Andrzej Tenerowicz bestätigt Überlegungen des Bistums Hildesheim
Auf CZ-Anfrage bestätigt Pater Andrzej Tenerowicz, leitender Pfarrer der Sühnekirche, dass es entsprechende Überlegungen des Bistums Hildesheim gebe. Für die Schließung der Kirche in Bergen spreche zum Beispiel, dass die Gemeinde, die auf unter 100 Gemeindeglieder geschrumpft ist, in Hermannsburg mit der Auferstehungskirche ein zweites Gotteshaus habe. Dort seien laut Aussage des Paters zwar auch Modernisierungsarbeiten nötig, aber die seien nicht so kostspielig wie in Bergen.
Da es immer weniger KZ-Überlebende gebe, würde es deutlich weniger Pilgerfahrten zu der Kirche in Bergen geben. Häufig werde auch der Meditationsraum auf dem Gelände der Gedenkstätte Bergen-Belsen genutzt, so der Pfarrer: "Die Kirche wird für diese Arbeit nicht mehr gebraucht."

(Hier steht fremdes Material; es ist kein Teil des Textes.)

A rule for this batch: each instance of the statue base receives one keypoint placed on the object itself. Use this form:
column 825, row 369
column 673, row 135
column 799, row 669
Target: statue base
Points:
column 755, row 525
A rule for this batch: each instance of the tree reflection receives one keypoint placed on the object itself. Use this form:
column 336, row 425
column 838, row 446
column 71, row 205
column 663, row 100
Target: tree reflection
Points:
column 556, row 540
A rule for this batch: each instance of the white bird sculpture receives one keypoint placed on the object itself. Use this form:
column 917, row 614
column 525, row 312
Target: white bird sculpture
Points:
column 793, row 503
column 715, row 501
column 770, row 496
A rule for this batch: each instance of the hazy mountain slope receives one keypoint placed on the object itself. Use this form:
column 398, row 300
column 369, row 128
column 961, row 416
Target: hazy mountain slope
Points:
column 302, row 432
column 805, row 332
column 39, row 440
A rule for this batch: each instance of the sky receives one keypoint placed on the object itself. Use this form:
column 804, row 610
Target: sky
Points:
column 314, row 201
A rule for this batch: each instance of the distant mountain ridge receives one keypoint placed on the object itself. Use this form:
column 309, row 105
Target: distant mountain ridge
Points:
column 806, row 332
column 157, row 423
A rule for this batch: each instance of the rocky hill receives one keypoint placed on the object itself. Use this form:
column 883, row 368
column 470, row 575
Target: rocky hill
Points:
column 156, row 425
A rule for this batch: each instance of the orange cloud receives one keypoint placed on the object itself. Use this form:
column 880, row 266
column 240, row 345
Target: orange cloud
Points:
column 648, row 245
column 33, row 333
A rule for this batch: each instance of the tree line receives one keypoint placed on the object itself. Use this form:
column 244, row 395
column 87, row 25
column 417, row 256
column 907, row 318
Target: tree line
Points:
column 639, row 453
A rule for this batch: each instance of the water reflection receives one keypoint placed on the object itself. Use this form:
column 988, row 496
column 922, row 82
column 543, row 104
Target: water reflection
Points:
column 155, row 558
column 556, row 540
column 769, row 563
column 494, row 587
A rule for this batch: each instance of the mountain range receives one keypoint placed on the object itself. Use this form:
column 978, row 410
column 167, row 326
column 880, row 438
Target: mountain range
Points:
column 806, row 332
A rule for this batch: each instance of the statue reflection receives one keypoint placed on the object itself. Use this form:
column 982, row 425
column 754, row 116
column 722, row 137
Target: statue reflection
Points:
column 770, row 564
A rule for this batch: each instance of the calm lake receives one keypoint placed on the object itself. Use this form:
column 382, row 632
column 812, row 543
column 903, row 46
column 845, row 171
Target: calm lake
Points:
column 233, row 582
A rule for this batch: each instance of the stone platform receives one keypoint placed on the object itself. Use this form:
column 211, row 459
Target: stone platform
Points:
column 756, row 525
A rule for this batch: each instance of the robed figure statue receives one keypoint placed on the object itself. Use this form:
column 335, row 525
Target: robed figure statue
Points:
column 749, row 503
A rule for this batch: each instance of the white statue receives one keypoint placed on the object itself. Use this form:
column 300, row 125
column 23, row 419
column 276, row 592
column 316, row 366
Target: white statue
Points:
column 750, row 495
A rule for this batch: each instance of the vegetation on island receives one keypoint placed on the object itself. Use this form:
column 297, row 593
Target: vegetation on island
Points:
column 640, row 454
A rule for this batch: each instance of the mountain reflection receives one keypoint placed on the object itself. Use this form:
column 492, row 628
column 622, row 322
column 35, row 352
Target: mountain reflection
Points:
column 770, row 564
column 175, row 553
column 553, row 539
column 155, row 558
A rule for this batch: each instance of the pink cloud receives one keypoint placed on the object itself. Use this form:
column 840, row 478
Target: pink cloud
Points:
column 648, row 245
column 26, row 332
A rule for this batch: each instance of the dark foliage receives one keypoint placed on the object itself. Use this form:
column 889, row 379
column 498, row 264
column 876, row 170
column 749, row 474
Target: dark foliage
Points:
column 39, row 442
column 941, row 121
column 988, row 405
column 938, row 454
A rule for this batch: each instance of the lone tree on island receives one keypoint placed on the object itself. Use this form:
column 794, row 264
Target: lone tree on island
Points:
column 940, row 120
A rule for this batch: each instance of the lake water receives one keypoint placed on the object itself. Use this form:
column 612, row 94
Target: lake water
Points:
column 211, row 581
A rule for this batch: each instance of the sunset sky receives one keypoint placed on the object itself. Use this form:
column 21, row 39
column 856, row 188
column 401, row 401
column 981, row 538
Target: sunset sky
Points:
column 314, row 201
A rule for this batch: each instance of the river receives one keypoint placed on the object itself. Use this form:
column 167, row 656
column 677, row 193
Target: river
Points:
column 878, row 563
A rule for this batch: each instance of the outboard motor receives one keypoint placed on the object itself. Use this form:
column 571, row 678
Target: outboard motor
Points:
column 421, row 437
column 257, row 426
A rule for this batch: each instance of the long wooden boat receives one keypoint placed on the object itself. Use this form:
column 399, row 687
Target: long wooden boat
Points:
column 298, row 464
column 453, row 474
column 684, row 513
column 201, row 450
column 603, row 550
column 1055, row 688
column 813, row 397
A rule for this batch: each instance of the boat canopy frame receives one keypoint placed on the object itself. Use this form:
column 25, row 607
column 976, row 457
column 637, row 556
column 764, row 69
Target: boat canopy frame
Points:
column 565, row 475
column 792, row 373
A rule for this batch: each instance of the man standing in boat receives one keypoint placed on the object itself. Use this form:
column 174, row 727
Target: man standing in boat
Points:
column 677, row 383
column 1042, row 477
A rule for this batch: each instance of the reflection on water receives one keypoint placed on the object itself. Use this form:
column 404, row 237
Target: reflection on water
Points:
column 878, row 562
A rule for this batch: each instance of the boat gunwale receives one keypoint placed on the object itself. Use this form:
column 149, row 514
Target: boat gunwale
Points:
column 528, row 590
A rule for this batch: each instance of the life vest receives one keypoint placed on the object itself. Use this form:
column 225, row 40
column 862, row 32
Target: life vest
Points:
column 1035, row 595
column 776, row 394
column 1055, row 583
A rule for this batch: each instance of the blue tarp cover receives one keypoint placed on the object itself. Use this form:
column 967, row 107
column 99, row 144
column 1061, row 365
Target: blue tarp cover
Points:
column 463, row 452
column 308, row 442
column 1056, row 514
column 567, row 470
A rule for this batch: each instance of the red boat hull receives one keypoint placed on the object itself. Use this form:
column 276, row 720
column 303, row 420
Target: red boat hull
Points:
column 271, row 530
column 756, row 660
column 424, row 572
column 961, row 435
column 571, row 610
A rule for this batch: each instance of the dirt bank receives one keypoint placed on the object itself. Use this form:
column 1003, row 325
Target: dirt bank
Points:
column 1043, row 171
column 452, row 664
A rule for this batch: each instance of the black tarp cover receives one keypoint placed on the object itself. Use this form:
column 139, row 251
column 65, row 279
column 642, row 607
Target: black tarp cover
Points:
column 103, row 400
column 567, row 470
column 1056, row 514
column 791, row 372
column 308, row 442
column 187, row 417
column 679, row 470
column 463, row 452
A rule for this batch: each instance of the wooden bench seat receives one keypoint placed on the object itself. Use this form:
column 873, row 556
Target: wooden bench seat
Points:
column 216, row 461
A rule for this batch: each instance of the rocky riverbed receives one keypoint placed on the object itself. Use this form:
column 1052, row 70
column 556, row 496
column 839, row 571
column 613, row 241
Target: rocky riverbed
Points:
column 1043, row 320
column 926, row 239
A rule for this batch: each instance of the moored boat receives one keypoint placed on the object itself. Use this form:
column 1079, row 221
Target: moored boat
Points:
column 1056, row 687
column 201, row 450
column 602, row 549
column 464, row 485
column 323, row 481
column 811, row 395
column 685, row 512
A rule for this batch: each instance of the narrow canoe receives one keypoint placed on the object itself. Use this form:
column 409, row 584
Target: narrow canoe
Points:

Sühnekirche Anlaufstelle für polnische KZ-Überlebende
Zuvor war die Sühnekirche insbesondere für Überlebende aus Polen Anlaufstelle, bei ihrem Besuch in der Gedenkstätte Bergen-Belsen wurden sie vom jeweiligen Pfarrer begleitet. Günther Birken, der von 2006 bis 2017 Pfarrer der Gemeinde war, arbeitete zudem aktiv im Vorstand der AG Bergen-Belsen mit. Ein gutes Jahr nach seiner Versetzung durch das Bistum Hildesheim nach Bückeburg verstarb er überraschend. Ein besonderer Höhepunkt seines Lebens war der Besuch von Überlebenden aus Polen, für die 2011 in der Sühnekirche ein Requiem aufgeführt wurde.
Bei Abriss: Entstehen seniorengerechte Wohnungen in Bergen?
"Wenn die Kirche in Bergen abgerissen wird, könnten auf dem Grundstück senioren- und sozialgerechte Wohnungen entstehen", sagt Tenerowicz. In dem Komplex könnte auch ein Mehrzweckraum errichtet werden, der als kleine Kirche, aber auch Caritasbüro und Gruppenraum für Spielenachmittage genutzt werden könnte. "Aber noch ist überhaupt nichts entschieden", betont Tenerowicz.